Scotsman , Friday, April 16, 2010
Correspondent :
A UNIVERSITY research unit accused of manipulating climate data has been cleared of any impropriety by an independent review into its science.

The University of East Anglia's Climatic Research Unit (CRU) has been under attack since hacked e-mails were leaked online last year, which sceptics claimed showed scientists manipulated data to support a theory of manmade global warming.

However,ADVERTISEMENTa detailed review of 11 scientific papers published over 20 years gave the CRU's research a clean bill of health, judging the scientists had arrived at their conclusions "honestly and sensibly".

The probe, conducted in the past month, found "no evidence of any deliberate scientific malpractice" at the centre.

Lord Oxburgh, a former non-executive chairman of oil giant Shell, who headed the panel conducting the review, said they had uncovered "absolutely no evidence of any impropriety".

He said reviewers found scientists could have used better statistical methods in analysing some data, but it was unlikely to have made much difference to results.
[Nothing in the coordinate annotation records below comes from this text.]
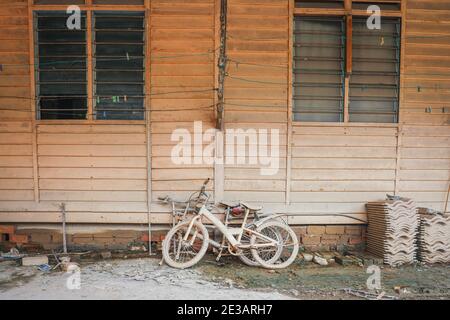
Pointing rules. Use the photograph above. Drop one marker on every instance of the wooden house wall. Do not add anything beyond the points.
(101, 170)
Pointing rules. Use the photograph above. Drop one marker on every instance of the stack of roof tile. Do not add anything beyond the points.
(392, 231)
(434, 237)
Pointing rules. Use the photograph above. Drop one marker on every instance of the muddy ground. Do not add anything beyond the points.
(145, 279)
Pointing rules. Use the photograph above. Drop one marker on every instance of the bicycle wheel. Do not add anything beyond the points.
(247, 257)
(286, 244)
(182, 254)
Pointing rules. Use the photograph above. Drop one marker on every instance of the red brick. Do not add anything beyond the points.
(316, 230)
(310, 240)
(355, 241)
(353, 230)
(330, 239)
(7, 229)
(343, 239)
(300, 231)
(335, 230)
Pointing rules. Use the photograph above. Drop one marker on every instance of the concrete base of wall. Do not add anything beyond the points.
(312, 238)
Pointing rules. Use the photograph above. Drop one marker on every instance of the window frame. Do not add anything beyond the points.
(347, 13)
(89, 9)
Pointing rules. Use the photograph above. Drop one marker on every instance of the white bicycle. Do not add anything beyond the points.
(271, 242)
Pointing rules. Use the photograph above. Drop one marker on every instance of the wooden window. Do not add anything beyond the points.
(374, 84)
(61, 67)
(119, 65)
(95, 73)
(353, 77)
(319, 62)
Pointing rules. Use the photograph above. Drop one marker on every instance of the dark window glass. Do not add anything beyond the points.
(374, 84)
(119, 65)
(61, 80)
(319, 61)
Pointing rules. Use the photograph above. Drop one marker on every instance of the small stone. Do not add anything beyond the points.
(320, 261)
(295, 292)
(307, 257)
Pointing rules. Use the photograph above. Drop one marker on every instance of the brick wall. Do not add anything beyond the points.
(313, 238)
(331, 237)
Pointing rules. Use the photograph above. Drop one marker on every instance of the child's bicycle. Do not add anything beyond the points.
(268, 242)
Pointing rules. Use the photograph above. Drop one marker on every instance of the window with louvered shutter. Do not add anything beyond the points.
(374, 84)
(61, 67)
(319, 62)
(119, 65)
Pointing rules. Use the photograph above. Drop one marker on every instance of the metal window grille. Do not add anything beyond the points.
(119, 48)
(319, 64)
(374, 84)
(61, 63)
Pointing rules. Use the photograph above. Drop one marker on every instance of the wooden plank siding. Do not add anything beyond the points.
(425, 150)
(327, 170)
(256, 91)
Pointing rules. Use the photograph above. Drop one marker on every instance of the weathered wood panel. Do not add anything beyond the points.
(256, 95)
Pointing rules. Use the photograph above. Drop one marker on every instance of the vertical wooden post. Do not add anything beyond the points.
(219, 167)
(33, 100)
(398, 159)
(348, 57)
(290, 71)
(401, 98)
(147, 114)
(402, 59)
(90, 67)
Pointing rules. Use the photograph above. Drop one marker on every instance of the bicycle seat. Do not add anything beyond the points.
(229, 204)
(251, 207)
Responding to the findings, the University of East Anglia said the inquiry showed months of attacks on its scientific integrity were "totally unjustified".

And Bob Ward, of the Grantham Research Institute on Climate Change and the Environment at LSE, who was critical of the stance taken by sceptics, called on them to apologise for misleading the public over the e-mails' significance.

Much of the criticism over the e-mails focused on comments by the CRU's head, Professor Phil Jones, including a reference he made to a "trick" to "hide the decline". The comment related to dealing with the divergence in the 1960s between actual temperature records and "proxy" temperatures deduced from tree rings.

After reading the papers, looking at other work and conducting interviews with senior staff at CRU, the reviewers concluded the tree-ring work by the unit had been "carried out with integrity".

Lord Oxburgh said he suspected many of the claims were made by people "who do not like the implications of some of the conclusions CRU had come to".

He claimed that Freedom of Information requests – which CRU received in numbers from sceptics and which the e-mails suggest the scientists tried to block – could be an instrument of harassment.

The review said much of the record-keeping at CRU was not good, as the scientists had not foreseen how high profile their research would become.

Nevertheless, the release of the e-mails, which were easy to misinterpret, had been damaging for the credibility of climate science.

"I hope our report will go some way to remedying that. Whatever was said in the e-mails, the basic science seems to have been done honestly and fairly."

The university's vice-chancellor, Edward Acton, said: "This has been a horrendous experience for Phil Jones personally and a turbulent time for CRU and the university.

"We have had months of vilification against our most precious asset of scientific integrity which, as this report confirms yet again, was totally unjustified."